Just writing your resignation and handing it into your employer seems like the impossible, but it is the least time-consuming and one of the easiest ways when it’s officially done.

You’ll get a breath of fresh-air because you’ve done something you thought you could NEVER do.

And definitely do expect some type of backlash or BS talk to try and keep you working there.

If your boss is like my ex boss, he will say how much he loved having you work for him, all your good qualities and how much of a hard worker you are.

But all of this is to get you to change your mind, and believe it or not but it works for a lot of people!

So that is a major con when you do it this way, and being fearful of facing this type of situation is the reason why people don’t quit their job and end up staying in it for the rest of their lives.

If you are kind-hearted and easily talked into doing stuff; avoid this technique. Your boss will make you feel bad for quitting and you’ll end up not doing it.

 

Don’t Purposely Try and Get Fired!


This is quite possibly the WORST way to get rid of your job.

Trying to get fired leads to negative energy all round, and you don’t want that!

Getting fired only means you’re exposing yourself to unnecessary situations, situations where your boss becomes angry at you and you’ll end up burning bridges.

Sometimes it takes months before you even get fired, so you’re basically signing up for a long, DAUNTING ride if you take this route.

 

Final Words


Just remember that EVERY job, boss and colleague is different.

Leaving a big factory is a lot easier than leaving a small firm with only 3-5 employees.

Then again, leaving a small fish n chip shop will be more difficult than leaving McDonald’s or other fast food restaurant.

That’s because big restaurants like these can get in new people almost instantly.
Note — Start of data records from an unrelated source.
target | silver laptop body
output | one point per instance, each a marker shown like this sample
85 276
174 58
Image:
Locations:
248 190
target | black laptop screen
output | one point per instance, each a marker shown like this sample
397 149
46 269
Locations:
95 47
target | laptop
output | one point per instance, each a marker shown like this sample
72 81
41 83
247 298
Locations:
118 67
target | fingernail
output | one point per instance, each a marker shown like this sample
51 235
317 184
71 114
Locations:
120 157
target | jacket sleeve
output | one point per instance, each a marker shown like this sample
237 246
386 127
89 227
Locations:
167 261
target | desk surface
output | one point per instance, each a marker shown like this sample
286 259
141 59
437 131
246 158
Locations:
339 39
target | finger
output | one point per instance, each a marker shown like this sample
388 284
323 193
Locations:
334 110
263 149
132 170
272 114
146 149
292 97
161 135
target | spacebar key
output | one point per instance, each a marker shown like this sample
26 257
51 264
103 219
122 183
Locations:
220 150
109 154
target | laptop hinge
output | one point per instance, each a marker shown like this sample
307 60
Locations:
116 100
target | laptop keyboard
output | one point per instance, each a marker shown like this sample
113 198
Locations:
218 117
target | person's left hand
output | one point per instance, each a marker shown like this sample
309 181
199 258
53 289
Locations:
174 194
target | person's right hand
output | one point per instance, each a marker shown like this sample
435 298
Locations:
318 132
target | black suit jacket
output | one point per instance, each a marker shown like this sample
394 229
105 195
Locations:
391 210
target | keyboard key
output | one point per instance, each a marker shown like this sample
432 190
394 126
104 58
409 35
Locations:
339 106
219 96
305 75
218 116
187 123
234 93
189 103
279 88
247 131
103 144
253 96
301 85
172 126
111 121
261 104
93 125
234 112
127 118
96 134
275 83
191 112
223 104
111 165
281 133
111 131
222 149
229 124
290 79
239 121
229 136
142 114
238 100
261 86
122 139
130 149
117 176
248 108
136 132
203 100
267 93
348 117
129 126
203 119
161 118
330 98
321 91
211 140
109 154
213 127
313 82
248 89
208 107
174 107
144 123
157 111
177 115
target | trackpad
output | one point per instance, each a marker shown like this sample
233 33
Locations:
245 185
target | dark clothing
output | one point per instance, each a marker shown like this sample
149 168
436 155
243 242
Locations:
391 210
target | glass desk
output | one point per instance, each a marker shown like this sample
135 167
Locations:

You won’t bear the burden of leaving a company with less employees so you won’t feel AS guilty.

Feeling guilty is another reason why people won’t quit their job either. They are just too loyal even though they don’t even like the job they are in.

They are too kind-hearted and don’t want to leave their boss and colleagues worse off.

In these situations you have to remember that it is not your business.

Your happiness is a lot more important than a job where your boss or colleagues don’t even care about you! (although they’ll make it seem like they do)

Well I hope this helps, and thanks for reading!